Répartition du produit des ventes 2016 par pays

Répartition du produit des ventes 2016 par pays

En 2015, le marché chinois avait fait face à un important réajustement et annoncé un chiffre d’affaires en baisse de -26 %, alors même que les États-Unis réalisaient le meilleur produit des ventes de leur histoire, totalisant 6,2 Mrd$. En 2016, la situation s’inverse : le Marché de l’Art se stabilise en Chine, -2 %, mais subit une contraction de -36 % en Occident. Celle-ci coûte aux États-Unis leur place de leader du Marché de l’Art, avec 3,5 Mrd$ pour 72 500 lots vendus.
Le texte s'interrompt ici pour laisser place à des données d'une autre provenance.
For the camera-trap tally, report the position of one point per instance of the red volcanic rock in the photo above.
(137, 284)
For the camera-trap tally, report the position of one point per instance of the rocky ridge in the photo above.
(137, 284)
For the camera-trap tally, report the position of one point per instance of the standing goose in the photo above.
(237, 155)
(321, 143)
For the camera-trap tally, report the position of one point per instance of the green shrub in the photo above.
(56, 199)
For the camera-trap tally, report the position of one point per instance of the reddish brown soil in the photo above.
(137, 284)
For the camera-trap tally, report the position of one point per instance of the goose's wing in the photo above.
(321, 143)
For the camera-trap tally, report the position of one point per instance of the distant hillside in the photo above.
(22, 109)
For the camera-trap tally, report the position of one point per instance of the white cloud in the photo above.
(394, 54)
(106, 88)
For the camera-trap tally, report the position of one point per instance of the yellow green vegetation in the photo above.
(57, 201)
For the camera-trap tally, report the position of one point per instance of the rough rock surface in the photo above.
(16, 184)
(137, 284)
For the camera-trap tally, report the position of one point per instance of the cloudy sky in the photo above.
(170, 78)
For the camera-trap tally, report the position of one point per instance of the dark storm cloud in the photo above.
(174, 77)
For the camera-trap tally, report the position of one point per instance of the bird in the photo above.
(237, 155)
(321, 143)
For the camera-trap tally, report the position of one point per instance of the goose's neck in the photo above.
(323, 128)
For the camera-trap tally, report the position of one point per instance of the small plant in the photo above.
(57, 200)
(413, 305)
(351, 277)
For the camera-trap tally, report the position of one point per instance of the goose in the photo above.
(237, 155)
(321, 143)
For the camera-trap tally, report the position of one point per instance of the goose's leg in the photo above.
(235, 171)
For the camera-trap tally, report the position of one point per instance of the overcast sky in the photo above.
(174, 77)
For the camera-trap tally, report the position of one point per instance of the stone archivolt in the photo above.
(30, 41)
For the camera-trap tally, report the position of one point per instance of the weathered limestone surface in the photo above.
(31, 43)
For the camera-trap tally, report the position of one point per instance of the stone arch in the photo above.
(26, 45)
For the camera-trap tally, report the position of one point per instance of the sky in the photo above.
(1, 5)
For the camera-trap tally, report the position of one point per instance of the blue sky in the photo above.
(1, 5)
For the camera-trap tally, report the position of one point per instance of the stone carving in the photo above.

Evolution du produit des ventes par pays

Evolution du produit des ventes par pays

Entre 2009 et 2014, les pays occidentaux ont connu cinq années consécutives de croissance. Ils ont maintenu le rythme sur l’exercice 2015, grâce à un marché haut de gamme extraordinairement soutenu : 140 enchères supérieures à 10 m$, dont deux résultats au-dessus de 170 m$ (un seuil qui n’avait jamais été franchi auparavant). Naturellement, cette croissance exponentielle des prix ne pouvait durer indéfiniment et les hésitations financières – amorcées au 2nd semestre de 2015 – ont raréfié pour un temps les chefs-d’œuvre dans les salles de ventes. Ainsi, seulement 61 œuvres ont dépassé les 10 m$ en 2016, n’atteignant jamais les 9 chiffres. La pénurie de chefs-d’oeuvre a principalement impacté les recettes des grandes places de marché anglo-saxonnes : New York -43 % et Londres -30 %, où se concentre l’essentiel des ventes de prestige.

Intensification des échanges en Occident +11 % : USA +24 %, UK +27 %

Le Marché de l’Art s’est montré extraordinairement dynamique en Occident, tout au long d’une année tumultueuse, marquée par de nombreux rebondissements politiques et les hésitations des marchés financiers. L’intensité des échanges a permis de compenser en partie le ralentissement du produit des ventes.

Le volume de transactions en Occident, 398 000 lots fine art, n’a en effet jamais été aussi élevé, tandis que le taux d’invendus, de l’ordre de 37 %, est resté identique à celui de 2015. Force est de reconnaître aux maisons de ventes la capacité de stimuler la demande grâce à une offre mieux adaptée, tout en maintenant la qualité des lots mis en vente. Ainsi, les États-Unis et le Royaume-Uni enregistrent respectivement un volume de transactions en hausse de +24 % et +27 %. De cette manière, ils parviennent à maintenir l’activité des échanges à son plus haut niveau et à stabiliser les prix.

Produit des ventes et lots vendus en Occident

Produit des ventes et lots vendus en Occident

La plupart des grandes Places de Marché européennes présentent une évolution générale selon cette tendance. La France, l’Italie, l’Autriche et la Belgique présentent toutes les quatre un chiffre d’affaires stable (variant entre +1 % et -1 % par rapport à l’exercice 2015), alors que chacun de ces pays affiche un nombre d’enchères en nette progression : +8 %, +4 %, +14 %, +15 %, respectivement.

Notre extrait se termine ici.